CHICAGO—In the era of the prostate-specific antigen (PSA) screening, imaging has played a supporting role in combating prostate cancer, though that could be changing as the use of prostate MRI becomes more common, according to a presentation on Nov. 28 at the 97th Scientific Assembly and Annual Meeting of the Radiology Society of North America (RSNA).
The key issue, according to Peter L. Choyke, MD, of the molecular imaging program at the National Cancer Institute, is overtreatment. PSA tests are cheap and widely used, yet the reduction in mortality is uncertain. Overall mortality has been remained fairly steady while the number of diagnoses has doubled since the mid-1970s. That doesn’t paint the whole picture, though, as taking a closer look at the numbers reveals that age-adjusted mortality for prostate cancer in men over 65 is declining.
On the flip side of the overtreatment problem, many cancers are not effectively treated and prostate cancer is the number two cause of cancer death.
“Prostate cancer is a diverse disease. It has a wide range of aggressiveness from very indolent to rapidly fatal and the majority of the screening lesions will be low-grade. We will have to treat enormous numbers of men to save one life,” said Choyke, adding that under current practices, about 48 men are treated to save one life.
“Notwithstanding that, many lesions are discovered too late for cure,” he said. “So we overtreat indolent disease, we undertreat aggressive disease. We need to match the right therapy to the right patient and that’s where personalized medicine or imaging will find an important role.”
Current treatment strategies rely on information from a nomogram, which combines results from a PSA test, a patient’s Gleason score and anatomic staging, but Choyke said imaging data should be included in the mix.
Among the modalities, prostate MRI is unparalleled in diagnosing prostate cancer, said Choyke, especially with the combination of diffusion waving, dynamic contrast enhancement and MR spectroscopy. MRI can guide biopsies and may help differentiate between indolent and aggressive disease. It might also lead to image guidance of organ-sparing focal therapies.
Choyke said that there are multiple opinions on when to use imaging to diagnose prostate cancer, but a growing number of men are asking for imaging even before biopsy.
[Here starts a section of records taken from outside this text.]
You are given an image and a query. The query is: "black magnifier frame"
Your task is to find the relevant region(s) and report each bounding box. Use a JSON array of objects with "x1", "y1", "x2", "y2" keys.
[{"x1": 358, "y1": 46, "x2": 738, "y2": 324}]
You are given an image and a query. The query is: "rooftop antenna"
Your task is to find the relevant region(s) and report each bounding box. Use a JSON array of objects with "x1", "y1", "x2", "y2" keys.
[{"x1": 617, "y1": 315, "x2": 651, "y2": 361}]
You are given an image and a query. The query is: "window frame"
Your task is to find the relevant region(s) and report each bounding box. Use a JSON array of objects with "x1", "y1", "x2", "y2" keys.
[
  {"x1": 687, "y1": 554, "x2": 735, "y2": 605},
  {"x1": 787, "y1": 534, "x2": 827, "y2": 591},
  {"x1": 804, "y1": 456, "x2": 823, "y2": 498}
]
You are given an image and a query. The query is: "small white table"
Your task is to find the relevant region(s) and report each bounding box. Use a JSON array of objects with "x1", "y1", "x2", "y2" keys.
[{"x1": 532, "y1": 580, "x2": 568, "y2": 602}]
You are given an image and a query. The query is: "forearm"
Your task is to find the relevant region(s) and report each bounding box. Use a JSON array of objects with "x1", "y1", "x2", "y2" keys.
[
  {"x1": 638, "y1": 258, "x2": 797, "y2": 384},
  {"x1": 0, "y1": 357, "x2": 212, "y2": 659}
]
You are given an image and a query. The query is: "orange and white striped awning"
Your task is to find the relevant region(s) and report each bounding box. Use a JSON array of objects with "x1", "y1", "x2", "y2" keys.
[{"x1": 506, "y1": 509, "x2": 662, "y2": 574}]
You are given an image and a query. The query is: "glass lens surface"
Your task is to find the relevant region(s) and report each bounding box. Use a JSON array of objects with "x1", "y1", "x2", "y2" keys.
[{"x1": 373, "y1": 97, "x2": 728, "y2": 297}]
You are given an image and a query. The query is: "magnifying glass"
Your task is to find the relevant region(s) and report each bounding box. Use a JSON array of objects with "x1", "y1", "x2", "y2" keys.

Co-presenter Masoom Haider, MD, of the University of Toronto, said that in the U.S. National Comprehensive Cancer Network guidelines barely mention the use of MRI for diagnosing prostate cancer, and that’s in the context of local recurrence after radiation therapy. In Canada, there are no specific guidelines or prohibitions on the use of MRI, but this has led to long waits for patients.
Haider said the most progressive guidelines for the use of MRI come from The Netherlands, where potential use of MRI is part of the strategy for intermediate to high-risk prostate cancer patients and is used for staging repeat biopsies and for the localization of carcinoma for therapy.
As more evidence-based trials are conducted, they will advance the case for the expanded use of MRI in prostate cancer treatment, said Haider.